Guerra Rússia-Ucrânia

Rússia reconhece morte de quase 6 mil soldados russos desde início da guerra

Rússia reconhece morte de quase 6 mil soldados russos desde início da guerra
MIKHAIL KLIMENTYEV
O Ministério da Defesa russo divulgou os números da guerra na Ucrânia.

O ministro da Defesa da Rússia, Serguei Shoigu, reconheceu esta quarta-feira a morte de quase 6 mil soldados desde o início da nova campanha militar russa na Ucrânia, no passado dia 24 de fevereiro.

Em declarações à televisão pública russa, Shoigu declarou ainda que se registaram 61.207 baixas mortais entre os efetivos do Exército ucraniano.

"Não posso deixar de mencionar as nossas perdas. A última vez que as mencionámos foi há muito tempo. As nossas perdas na operação especial totalizam 5.937 homens", disse na televisão pública russa.

No passado dia 2 de março, o porta-voz do Ministério da Defesa, Igor Konashenkov, admitiu pela primeira vez a morte de 498 soldados russos na atual campanha militar contra a Ucrânia que começou no dia 24 de fevereiro.

No dia 25 de março, o Estado-Maior do Exército russo reconheceu a morte de 1.351 militares da Rússia.

Hoje, o Estado-Maior das Forças Armadas da Ucrânia declarou - no primeiro relatório diário - a morte de 55.110 soldados russos nos sete meses de intervenção militar.

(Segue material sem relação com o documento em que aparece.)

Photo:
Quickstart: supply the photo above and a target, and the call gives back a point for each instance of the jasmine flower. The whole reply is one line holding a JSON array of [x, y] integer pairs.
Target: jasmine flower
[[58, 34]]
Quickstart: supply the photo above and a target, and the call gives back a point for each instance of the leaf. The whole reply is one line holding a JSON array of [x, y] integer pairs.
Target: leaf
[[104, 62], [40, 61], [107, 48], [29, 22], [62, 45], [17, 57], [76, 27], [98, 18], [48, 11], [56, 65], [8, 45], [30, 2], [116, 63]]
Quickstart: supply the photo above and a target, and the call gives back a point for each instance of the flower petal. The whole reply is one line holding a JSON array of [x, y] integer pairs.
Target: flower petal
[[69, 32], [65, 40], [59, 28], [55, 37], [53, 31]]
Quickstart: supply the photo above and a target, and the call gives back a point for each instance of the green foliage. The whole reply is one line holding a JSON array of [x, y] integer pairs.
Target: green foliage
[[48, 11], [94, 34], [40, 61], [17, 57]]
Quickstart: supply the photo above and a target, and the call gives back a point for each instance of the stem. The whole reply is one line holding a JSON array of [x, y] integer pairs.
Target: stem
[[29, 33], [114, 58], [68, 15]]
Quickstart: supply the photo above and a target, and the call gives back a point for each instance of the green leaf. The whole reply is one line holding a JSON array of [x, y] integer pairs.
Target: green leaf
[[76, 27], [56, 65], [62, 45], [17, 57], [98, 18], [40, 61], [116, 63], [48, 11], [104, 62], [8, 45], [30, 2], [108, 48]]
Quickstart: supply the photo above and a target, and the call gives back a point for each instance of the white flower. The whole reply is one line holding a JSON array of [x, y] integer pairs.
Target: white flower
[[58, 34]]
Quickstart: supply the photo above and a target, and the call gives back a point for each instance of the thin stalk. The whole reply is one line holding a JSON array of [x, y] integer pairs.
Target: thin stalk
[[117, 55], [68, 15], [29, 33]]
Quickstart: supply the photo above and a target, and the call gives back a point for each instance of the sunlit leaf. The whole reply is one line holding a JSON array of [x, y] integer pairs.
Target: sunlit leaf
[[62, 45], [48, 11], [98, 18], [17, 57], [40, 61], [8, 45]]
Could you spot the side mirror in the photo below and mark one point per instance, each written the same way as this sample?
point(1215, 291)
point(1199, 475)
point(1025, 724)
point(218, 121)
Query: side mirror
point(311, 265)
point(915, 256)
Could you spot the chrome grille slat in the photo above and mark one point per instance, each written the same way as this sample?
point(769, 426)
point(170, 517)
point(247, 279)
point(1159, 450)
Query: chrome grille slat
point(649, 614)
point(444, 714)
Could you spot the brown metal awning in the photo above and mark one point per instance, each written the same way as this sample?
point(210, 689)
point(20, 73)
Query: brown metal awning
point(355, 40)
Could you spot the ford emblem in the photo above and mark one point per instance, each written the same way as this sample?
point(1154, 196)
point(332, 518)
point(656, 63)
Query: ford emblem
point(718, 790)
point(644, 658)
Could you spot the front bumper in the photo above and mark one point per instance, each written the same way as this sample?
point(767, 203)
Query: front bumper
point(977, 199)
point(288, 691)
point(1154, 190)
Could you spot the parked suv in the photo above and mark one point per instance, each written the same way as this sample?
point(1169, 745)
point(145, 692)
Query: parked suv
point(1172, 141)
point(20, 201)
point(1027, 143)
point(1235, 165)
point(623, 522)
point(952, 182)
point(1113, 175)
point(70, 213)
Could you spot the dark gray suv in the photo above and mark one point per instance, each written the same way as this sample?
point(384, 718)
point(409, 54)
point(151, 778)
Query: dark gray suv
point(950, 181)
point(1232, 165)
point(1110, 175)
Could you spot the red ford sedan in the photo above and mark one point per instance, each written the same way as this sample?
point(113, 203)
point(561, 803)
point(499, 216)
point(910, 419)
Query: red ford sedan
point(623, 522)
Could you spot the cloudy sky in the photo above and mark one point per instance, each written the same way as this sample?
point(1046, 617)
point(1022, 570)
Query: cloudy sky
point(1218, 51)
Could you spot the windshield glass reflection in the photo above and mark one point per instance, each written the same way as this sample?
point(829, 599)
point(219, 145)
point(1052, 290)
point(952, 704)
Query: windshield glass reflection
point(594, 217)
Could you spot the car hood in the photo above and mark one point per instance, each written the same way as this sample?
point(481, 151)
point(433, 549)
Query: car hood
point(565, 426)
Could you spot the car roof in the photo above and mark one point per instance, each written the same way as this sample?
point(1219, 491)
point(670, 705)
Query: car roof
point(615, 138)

Shoigu disse que do lado ucraniano morreram ou ficaram feridos "mais de 100 mil soldados".

O Presidente da Rússia, Vladimir Putin, anunciou esta quarta-feira uma "mobilização parcial" dos cidadãos do país, quando a guerra na Ucrânia está quase a chegar ao sétimo mês do conflito, numa mensagem dirigida à nação.

A medida, que entra já em vigor, obedece à necessidade de defender a soberania e a integridade territorial do país, sublinhou o chefe de Estado russo, na mensagem transmitida pela televisão.

A Rússia, que invadiu a Ucrânia em 24 de fevereiro, está pronta a utilizar "todos os meios" ao seu dispor para "se proteger", declarou Putin, que acusou o Ocidente de procurar destruir o país.

O anúncio de "mobilização parcial" dos russos em idade de combater abre caminho para uma escalada no conflito na Ucrânia.

"Considero necessário apoiar a proposta [do Ministério da Defesa] de mobilização parcial dos cidadãos na reserva, aqueles que já serviram (...) e com uma experiência pertinente", declarou.

"O decreto sobre a mobilização parcial foi assinado" e entra hoje em vigor hoje, acrescentou Putin, sublinhando "falar apenas de mobilização parcial", numa resposta a rumores surgidos nas últimas horas sobre uma mobilização geral.